Stochastic Roadmap Simulation:

Efficient Representation and Algorithms for the Analysis of Molecular Motion

Serkan Apaydin, Carlos Guestrin, David Hsu,

Douglas Brutlag, Jean-Claude Latombe

Many interesting properties of molecular motion are best characterized statistically by considering an ensemble of motion pathways rather than an individual one. For example, the "new view'' of protein folding kinetics replaces the traditional idea of a single folding pathway with the broader notion of energy landscapes and folding funnels [Dill and Chan '97, Pande et al. '98]. Proteins are thought to fold in a multi-dimensional funnel by following a myriad of pathways, all leading to the same native structure. To carry out computational studies of molecular motion in this framework, we need efficient algorithms that can quickly explore a large number of motion pathways. Unfortunately, classical simulation techniques such as Monte Carlo methods [Kalos and Whitlock '86] and molecular dynamics [Haile '92] generate individual pathways one at a time and are computationally inefficient if applied in a brute-force fashion to deal with many pathways.
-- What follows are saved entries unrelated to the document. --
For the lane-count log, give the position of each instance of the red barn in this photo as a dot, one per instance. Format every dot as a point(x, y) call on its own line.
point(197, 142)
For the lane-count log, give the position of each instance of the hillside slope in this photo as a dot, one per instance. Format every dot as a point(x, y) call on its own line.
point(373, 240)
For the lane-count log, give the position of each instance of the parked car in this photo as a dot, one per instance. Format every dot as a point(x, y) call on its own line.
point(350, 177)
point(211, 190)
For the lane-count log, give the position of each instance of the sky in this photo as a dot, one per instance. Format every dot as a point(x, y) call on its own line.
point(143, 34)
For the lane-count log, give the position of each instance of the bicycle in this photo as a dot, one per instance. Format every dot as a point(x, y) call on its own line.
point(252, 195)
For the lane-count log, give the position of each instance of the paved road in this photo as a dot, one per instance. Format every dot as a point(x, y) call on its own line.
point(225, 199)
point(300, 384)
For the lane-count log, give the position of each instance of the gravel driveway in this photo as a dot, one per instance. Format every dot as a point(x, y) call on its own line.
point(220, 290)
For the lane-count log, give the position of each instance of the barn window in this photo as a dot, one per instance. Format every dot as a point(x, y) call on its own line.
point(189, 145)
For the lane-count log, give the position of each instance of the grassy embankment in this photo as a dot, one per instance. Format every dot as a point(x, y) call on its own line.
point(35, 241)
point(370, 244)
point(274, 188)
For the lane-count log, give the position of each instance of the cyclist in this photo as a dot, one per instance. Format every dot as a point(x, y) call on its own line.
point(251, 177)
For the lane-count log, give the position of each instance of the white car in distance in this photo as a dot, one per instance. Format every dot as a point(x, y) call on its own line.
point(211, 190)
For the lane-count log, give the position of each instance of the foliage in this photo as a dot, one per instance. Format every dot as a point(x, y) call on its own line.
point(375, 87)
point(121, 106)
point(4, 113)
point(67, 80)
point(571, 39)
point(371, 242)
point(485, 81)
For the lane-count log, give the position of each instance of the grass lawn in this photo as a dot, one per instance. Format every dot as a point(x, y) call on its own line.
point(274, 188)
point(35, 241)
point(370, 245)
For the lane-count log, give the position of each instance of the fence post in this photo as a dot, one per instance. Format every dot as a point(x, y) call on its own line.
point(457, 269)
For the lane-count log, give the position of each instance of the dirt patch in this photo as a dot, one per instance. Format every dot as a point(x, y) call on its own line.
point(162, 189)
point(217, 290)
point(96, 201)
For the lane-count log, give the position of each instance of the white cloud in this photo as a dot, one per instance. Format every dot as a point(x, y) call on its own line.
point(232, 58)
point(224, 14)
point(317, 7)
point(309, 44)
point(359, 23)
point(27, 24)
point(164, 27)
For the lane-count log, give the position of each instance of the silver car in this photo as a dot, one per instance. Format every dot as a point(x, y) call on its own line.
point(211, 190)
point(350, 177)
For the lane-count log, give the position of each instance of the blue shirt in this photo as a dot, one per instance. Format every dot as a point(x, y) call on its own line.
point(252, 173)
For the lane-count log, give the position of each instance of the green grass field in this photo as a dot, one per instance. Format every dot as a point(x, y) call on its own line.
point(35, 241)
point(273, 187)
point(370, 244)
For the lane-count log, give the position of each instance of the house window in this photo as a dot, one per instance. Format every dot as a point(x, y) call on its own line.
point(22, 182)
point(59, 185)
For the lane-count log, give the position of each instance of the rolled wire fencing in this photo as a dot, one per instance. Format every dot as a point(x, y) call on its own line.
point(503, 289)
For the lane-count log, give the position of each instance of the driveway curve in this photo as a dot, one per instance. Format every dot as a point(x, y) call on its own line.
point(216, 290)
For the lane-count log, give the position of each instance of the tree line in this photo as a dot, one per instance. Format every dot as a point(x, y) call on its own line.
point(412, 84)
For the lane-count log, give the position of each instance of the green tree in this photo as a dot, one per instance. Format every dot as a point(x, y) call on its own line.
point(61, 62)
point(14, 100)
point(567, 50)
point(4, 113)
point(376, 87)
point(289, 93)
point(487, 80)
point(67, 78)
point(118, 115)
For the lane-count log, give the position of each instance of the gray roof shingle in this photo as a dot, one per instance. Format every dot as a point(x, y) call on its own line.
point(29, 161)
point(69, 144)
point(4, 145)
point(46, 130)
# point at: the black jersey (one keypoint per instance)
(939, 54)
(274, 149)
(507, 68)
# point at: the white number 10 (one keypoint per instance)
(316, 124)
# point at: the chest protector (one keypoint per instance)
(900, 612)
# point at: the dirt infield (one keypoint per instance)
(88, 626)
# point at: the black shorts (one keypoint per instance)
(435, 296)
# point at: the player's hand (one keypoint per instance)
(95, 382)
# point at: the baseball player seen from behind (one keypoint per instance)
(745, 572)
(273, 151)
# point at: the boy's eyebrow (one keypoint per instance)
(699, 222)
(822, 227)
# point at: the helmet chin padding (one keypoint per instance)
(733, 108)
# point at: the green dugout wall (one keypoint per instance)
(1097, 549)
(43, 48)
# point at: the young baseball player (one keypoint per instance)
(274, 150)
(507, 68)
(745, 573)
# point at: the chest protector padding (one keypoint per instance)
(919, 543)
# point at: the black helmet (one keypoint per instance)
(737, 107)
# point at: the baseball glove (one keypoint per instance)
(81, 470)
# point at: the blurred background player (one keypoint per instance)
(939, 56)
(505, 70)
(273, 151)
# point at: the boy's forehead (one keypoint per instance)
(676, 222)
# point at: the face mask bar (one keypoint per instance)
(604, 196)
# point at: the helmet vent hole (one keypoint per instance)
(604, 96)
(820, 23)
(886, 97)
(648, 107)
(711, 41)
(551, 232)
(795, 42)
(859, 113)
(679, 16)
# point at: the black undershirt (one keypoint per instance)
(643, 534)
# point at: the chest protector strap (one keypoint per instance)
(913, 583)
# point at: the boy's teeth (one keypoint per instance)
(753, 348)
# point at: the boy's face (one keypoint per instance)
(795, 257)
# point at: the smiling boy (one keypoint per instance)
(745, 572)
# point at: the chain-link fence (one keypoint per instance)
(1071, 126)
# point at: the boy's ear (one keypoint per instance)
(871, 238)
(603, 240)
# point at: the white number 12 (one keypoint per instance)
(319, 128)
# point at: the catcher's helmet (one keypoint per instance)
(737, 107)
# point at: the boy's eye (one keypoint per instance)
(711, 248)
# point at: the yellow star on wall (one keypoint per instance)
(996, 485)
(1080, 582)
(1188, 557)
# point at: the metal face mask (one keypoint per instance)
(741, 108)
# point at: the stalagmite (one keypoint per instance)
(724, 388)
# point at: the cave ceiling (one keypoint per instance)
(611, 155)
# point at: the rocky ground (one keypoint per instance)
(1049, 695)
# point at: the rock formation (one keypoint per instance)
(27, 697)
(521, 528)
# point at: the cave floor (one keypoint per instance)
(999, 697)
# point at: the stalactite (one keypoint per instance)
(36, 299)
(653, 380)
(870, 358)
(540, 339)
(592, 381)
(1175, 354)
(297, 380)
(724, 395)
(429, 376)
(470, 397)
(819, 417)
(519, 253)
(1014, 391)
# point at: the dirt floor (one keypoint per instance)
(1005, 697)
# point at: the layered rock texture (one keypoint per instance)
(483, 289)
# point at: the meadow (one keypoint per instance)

In this paper, we introduce Stochastic Roadmap Simulation (SRS), a randomized technique for sampling molecular motion and exploring the kinetics of such motion by examining multiple pathways simultaneously.

In Stochastic Roadmap Simulation, we compactly encode many motion pathways
with a directed graph called a probabilistic conformational roadmap, or just roadmap for short. Every path in the roadmap is a potential motion pathway for the molecule. A roadmap thus contains many pathways, with associated probabilities indicating the likelihood that a molecule may follow these pathways. By analyzing the paths represented in the roadmap, we can efficiently obtain kinetic information on the motion of molecules over the entire energy landscape.

Figure 1: Example roadmap.

Figure 2: Edge probabilities on the roadmap.

As shown in Figure 1, each edge of our roadmap is associated with a probability P_ij. In comparison, previous work applying roadmap techniques to the analysis of molecular motion used heuristic deterministic edge weights based on energy differences [Singh et al. '99, Song and Amato '01, Apaydin et al. '01]. These heuristic approaches did not have a formal justification. On the other hand, our edge probabilities are computed using the same Metropolis criteria used in Monte Carlo (MC) simulation (Figure 2). With our new formulation, every path in our roadmap corresponds to a particular Monte Carlo path. Furthermore, we formally prove that Stochastic Roadmap Simulation converges to the same limiting distribution as MC simulation.

Figure 3: Sample path on the roadmap, corresponds to MC simulation path.

Our compact representation of stochastic molecular motion can be applied to the understanding of important biological processes, e.g., protein folding. A good example is the computation of the probability of folding (P_fold), i.e., for some starting conformation, the probability that a protein will reach the folded state before the unfolded state [Du et al. '98]. P_fold is an order parameter, giving an indication of how far a conformation is from the native structure. However, current approaches for computing P_fold require a large number of Monte Carlo or molecular dynamics simulations for each conformation, making the computation infeasible for more than a few starting states. On the other hand, using our Stochastic Roadmap Simulation approach we can efficiently compute P_fold for all conformations in the roadmap simultaneously. More specifically, we apply a convergent algorithm based on a tool from Markov Chain theory, first step analysis.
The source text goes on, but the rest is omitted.